When you get hot rod lights up into the thousands, the eye really has trouble telling the difference between hundreds of lumens. Very deceptive, this hobby of ours.
I never saw the movie, but she was memorable anyway (I just put it into my Netflix queue, it should be fun). She was at least as memorable as the old Noxzema “Take it off, take it all off” girl from my early teens .
How about Bisquick (edit: This was totally a joke, no disrespect intended)? lol Café au lait? I think when I get mine, I’ll just call it “AWESOME!!” :heart_eyes:
In general, it is quite interesting firmware.
I’ll try it now flash in the Convoy C8.
From the description, I did not quite understand how the adjustment, but I think I can figure out.
What FUSE?
Why did you decide to abandon the separate control group of chips AMC7135?

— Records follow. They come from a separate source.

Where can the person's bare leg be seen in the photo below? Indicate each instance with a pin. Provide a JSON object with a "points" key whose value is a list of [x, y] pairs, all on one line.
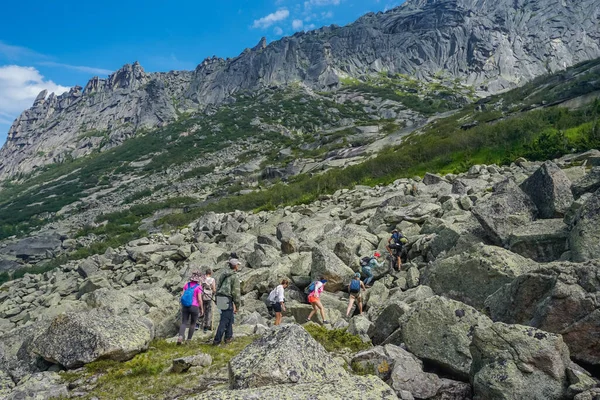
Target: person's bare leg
{"points": [[314, 310], [322, 310], [350, 303]]}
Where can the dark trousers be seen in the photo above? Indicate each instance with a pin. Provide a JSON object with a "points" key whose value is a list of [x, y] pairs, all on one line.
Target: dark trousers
{"points": [[225, 326], [189, 317], [208, 314]]}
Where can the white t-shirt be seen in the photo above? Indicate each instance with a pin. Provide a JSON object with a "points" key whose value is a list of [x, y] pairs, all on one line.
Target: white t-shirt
{"points": [[277, 295]]}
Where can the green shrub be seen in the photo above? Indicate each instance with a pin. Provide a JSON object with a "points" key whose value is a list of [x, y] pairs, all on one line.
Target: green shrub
{"points": [[336, 339]]}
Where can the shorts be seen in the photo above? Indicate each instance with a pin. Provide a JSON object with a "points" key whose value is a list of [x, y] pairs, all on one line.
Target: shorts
{"points": [[356, 295], [396, 246]]}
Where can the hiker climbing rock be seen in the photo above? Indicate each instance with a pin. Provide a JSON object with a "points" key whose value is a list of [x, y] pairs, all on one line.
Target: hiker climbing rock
{"points": [[355, 289], [277, 300], [314, 299], [208, 290], [228, 301], [367, 264], [192, 306]]}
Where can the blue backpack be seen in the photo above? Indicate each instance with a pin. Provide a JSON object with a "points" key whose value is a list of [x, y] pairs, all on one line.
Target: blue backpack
{"points": [[188, 296]]}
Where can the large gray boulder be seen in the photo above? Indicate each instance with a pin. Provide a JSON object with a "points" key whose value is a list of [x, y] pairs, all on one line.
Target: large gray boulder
{"points": [[325, 263], [439, 331], [584, 238], [587, 184], [347, 388], [404, 373], [285, 355], [550, 190], [561, 298], [75, 339], [543, 240], [504, 211], [154, 303], [518, 362], [470, 277]]}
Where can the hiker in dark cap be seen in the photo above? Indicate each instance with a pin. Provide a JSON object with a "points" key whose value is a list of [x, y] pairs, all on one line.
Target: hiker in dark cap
{"points": [[228, 301], [192, 306]]}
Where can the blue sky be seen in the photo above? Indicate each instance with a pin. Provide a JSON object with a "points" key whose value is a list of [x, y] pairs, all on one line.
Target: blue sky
{"points": [[58, 44]]}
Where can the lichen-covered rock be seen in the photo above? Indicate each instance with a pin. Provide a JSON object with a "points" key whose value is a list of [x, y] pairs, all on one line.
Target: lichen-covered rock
{"points": [[587, 184], [39, 386], [348, 388], [6, 384], [560, 298], [543, 240], [584, 238], [75, 339], [183, 364], [327, 264], [470, 277], [287, 354], [550, 190], [507, 209], [518, 362], [439, 330]]}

1*7135 in the fifth leg, 2*7135 in the second, the other on the sixth leg of the microcontroller?
Bistroy ?
I like what is done here, true customer feedback engineering (if that makes any sense in my oh-so not native language…)
I like Bistro UI but can’t really enjoy it because of my uncontrollable taste for Turbo mode with 30Q…
It should, actually. FET drivers just crowbar the battery across the LED with minimal resistance, measured in milliohms (mΩ), so the voltage they’d drop would be negligible (Vf ~ Vb), vs 7135s which drop the difference between Vf of the LED at that current and the battery voltage, or about 0.1V (100mV) minimum. So 4.2V from a fresh cell and 3.6V Vf is a 600mV difference (vs much less with the FET).
Drive a red XP-E (~2V) with 7135s, and they’ll all join hands and limit current by soaking up all that excess voltage and burning it off as heat. Crowbar the battery directly across it with a DD FET driver, and the poor XP-E will die a horrible fiery death.
If it can be easily added, why not make it a option. $1 extra for cut out slit tail cap. I think it would do well. For those that have tried cut out slit tail caps, you won’t go back to regular ones.
No matter how recessed the switch is, you should still be able to turn on with gloves. But the cut outs just make it so much more comfortable and easier.
Huge thanks to the team that made this light and this firmware happen! Just flashed a S2+ with the mini-bistro and it is pretty much the most amazing piece of software I have seen on this light. Works out of the box on the S2+ with RMM’s Moonlight Special v3 driver and 4x 7135 (380mA).